Deeming race irrelevant in law does not make it so in life.

Justice Ketanji Brown Jackson

Among other things, the Barack Obama appointee blasted the majority’s perverse reliance on the landmark school desegregation case of Brown v. Board of Education. Roberts' opinion flatly recites, without full context, that the decision requires admitting students "on a racially nondiscriminatory basis." Forced to point out the obvious, Sotomayor reminded readers (and the majority, apparently) that Brown “was a race-conscious decision.” Given the country’s racist history, Brown “recognized the constitutional necessity of a racially integrated system of schools,” she wrote.

For that reason, Sotomayor called the court’s “recharacterization of Brown” not only a “revisionist history” but “an affront to the legendary life” of Justice Thurgood Marshall, the lawyer who led the Brown litigation. He later served on the Supreme Court as its first Black justice, where he promoted race-conscious admissions. Marshall, she wrote, unlike the majority, “was a champion of true equal opportunity, not rhetorical flourishes about colorblindness.”
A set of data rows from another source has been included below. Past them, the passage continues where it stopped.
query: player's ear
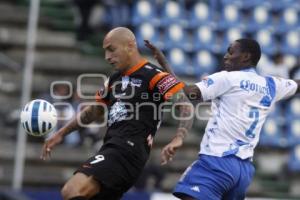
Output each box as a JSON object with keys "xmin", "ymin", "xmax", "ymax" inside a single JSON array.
[
  {"xmin": 242, "ymin": 52, "xmax": 251, "ymax": 64},
  {"xmin": 126, "ymin": 41, "xmax": 135, "ymax": 55}
]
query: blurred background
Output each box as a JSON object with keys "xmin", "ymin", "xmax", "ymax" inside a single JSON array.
[{"xmin": 0, "ymin": 0, "xmax": 300, "ymax": 199}]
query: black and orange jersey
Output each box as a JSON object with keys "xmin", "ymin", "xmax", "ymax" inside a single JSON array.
[{"xmin": 95, "ymin": 59, "xmax": 184, "ymax": 152}]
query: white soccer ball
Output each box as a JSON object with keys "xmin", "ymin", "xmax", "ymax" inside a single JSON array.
[{"xmin": 20, "ymin": 99, "xmax": 57, "ymax": 137}]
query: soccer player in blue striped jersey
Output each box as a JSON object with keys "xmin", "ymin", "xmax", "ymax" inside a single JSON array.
[{"xmin": 145, "ymin": 39, "xmax": 300, "ymax": 200}]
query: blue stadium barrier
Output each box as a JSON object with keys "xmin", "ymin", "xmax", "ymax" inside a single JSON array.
[{"xmin": 24, "ymin": 189, "xmax": 62, "ymax": 200}]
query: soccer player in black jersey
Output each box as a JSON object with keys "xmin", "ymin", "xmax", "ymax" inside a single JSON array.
[{"xmin": 41, "ymin": 27, "xmax": 193, "ymax": 200}]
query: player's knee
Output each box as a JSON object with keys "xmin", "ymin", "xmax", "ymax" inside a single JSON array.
[
  {"xmin": 61, "ymin": 176, "xmax": 100, "ymax": 200},
  {"xmin": 61, "ymin": 183, "xmax": 79, "ymax": 200}
]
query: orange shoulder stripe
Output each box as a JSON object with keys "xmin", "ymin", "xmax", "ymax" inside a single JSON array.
[
  {"xmin": 123, "ymin": 59, "xmax": 148, "ymax": 76},
  {"xmin": 149, "ymin": 72, "xmax": 169, "ymax": 91},
  {"xmin": 163, "ymin": 82, "xmax": 185, "ymax": 101}
]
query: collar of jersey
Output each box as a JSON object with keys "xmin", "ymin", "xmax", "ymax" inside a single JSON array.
[
  {"xmin": 240, "ymin": 67, "xmax": 257, "ymax": 73},
  {"xmin": 123, "ymin": 59, "xmax": 148, "ymax": 76}
]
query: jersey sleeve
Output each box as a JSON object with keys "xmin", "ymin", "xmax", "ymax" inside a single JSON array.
[
  {"xmin": 273, "ymin": 77, "xmax": 297, "ymax": 101},
  {"xmin": 149, "ymin": 72, "xmax": 184, "ymax": 101},
  {"xmin": 195, "ymin": 71, "xmax": 232, "ymax": 101}
]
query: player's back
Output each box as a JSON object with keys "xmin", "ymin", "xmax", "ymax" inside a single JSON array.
[{"xmin": 196, "ymin": 68, "xmax": 297, "ymax": 159}]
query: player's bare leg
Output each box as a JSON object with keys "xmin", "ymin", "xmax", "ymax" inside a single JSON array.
[{"xmin": 61, "ymin": 172, "xmax": 100, "ymax": 200}]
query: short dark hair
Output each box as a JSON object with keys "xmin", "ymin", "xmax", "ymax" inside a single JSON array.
[{"xmin": 236, "ymin": 38, "xmax": 261, "ymax": 66}]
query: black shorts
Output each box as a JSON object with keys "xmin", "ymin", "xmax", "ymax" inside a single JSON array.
[{"xmin": 75, "ymin": 142, "xmax": 148, "ymax": 200}]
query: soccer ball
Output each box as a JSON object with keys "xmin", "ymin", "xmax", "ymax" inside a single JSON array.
[{"xmin": 20, "ymin": 99, "xmax": 57, "ymax": 137}]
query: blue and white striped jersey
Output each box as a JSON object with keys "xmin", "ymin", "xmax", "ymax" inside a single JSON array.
[{"xmin": 196, "ymin": 68, "xmax": 297, "ymax": 159}]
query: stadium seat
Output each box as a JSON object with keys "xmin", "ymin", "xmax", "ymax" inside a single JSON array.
[
  {"xmin": 286, "ymin": 98, "xmax": 300, "ymax": 146},
  {"xmin": 192, "ymin": 50, "xmax": 217, "ymax": 76},
  {"xmin": 218, "ymin": 4, "xmax": 242, "ymax": 29},
  {"xmin": 255, "ymin": 29, "xmax": 277, "ymax": 55},
  {"xmin": 167, "ymin": 48, "xmax": 195, "ymax": 76},
  {"xmin": 287, "ymin": 120, "xmax": 300, "ymax": 146},
  {"xmin": 188, "ymin": 2, "xmax": 216, "ymax": 28},
  {"xmin": 276, "ymin": 7, "xmax": 299, "ymax": 33},
  {"xmin": 286, "ymin": 98, "xmax": 300, "ymax": 119},
  {"xmin": 247, "ymin": 6, "xmax": 273, "ymax": 32},
  {"xmin": 163, "ymin": 24, "xmax": 192, "ymax": 52},
  {"xmin": 160, "ymin": 1, "xmax": 188, "ymax": 27},
  {"xmin": 259, "ymin": 116, "xmax": 286, "ymax": 147},
  {"xmin": 288, "ymin": 145, "xmax": 300, "ymax": 172},
  {"xmin": 281, "ymin": 30, "xmax": 300, "ymax": 55},
  {"xmin": 222, "ymin": 28, "xmax": 244, "ymax": 52},
  {"xmin": 135, "ymin": 23, "xmax": 163, "ymax": 50},
  {"xmin": 283, "ymin": 54, "xmax": 298, "ymax": 69},
  {"xmin": 193, "ymin": 26, "xmax": 215, "ymax": 51},
  {"xmin": 132, "ymin": 0, "xmax": 160, "ymax": 26}
]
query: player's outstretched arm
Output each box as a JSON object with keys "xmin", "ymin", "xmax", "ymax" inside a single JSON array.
[
  {"xmin": 41, "ymin": 104, "xmax": 104, "ymax": 160},
  {"xmin": 161, "ymin": 91, "xmax": 194, "ymax": 165},
  {"xmin": 145, "ymin": 40, "xmax": 203, "ymax": 103},
  {"xmin": 144, "ymin": 40, "xmax": 174, "ymax": 75}
]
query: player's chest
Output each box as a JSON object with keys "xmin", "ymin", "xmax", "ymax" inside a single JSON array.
[{"xmin": 109, "ymin": 75, "xmax": 149, "ymax": 102}]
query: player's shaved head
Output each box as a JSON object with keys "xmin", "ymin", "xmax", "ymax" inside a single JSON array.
[
  {"xmin": 104, "ymin": 27, "xmax": 137, "ymax": 47},
  {"xmin": 103, "ymin": 27, "xmax": 143, "ymax": 72}
]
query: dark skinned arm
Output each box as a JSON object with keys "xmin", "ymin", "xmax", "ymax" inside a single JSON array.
[{"xmin": 145, "ymin": 40, "xmax": 203, "ymax": 103}]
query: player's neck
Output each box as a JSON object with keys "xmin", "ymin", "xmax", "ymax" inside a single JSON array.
[
  {"xmin": 120, "ymin": 55, "xmax": 146, "ymax": 75},
  {"xmin": 128, "ymin": 54, "xmax": 145, "ymax": 68}
]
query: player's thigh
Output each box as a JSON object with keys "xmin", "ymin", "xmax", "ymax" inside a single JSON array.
[
  {"xmin": 222, "ymin": 161, "xmax": 255, "ymax": 200},
  {"xmin": 62, "ymin": 172, "xmax": 100, "ymax": 199},
  {"xmin": 173, "ymin": 159, "xmax": 221, "ymax": 200}
]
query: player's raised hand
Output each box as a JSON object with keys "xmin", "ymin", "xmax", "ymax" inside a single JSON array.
[
  {"xmin": 144, "ymin": 40, "xmax": 161, "ymax": 60},
  {"xmin": 144, "ymin": 40, "xmax": 174, "ymax": 74},
  {"xmin": 161, "ymin": 136, "xmax": 183, "ymax": 165},
  {"xmin": 41, "ymin": 132, "xmax": 63, "ymax": 160}
]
Jackson, too, picked apart the majority’s ignorant quest:

With let-them-eat-cake obliviousness, today, the majority pulls the ripcord and announces ‘colorblindness for all’ by legal fiat. But deeming race irrelevant in law does not make it so in life. ...

It is no small irony that the judgment the majority hands down today will forestall the end of race-based disparities in this country, making the colorblind world the majority wistfully touts much more difficult to accomplish.

The Joe Biden appointee closed her dissent by calling out another perverse part of Roberts’ ruling. That is, despite the majority’s claimed abhorrence of racial considerations, Roberts made clear in a footnote that Thursday’s revolutionary ruling doesn’t bind the nation’s military academies, which weren’t a party to the dispute. The chief justice noted in his opinion “the potentially distinct interests that military academies may present.”

Given Roberts' majority opinion, Jackson observed:

The Court has come to rest on the bottom-line conclusion that racial diversity in higher education is only worth potentially preserving insofar as it might be needed to prepare Black Americans and other underrepresented minorities for success in the bunker, not the boardroom (a particularly awkward place to land, in light of the history the majority opts to ignore).

She closed her devastating dissent by lamenting that unnecessarily imposing that result “is truly a tragedy for us all.”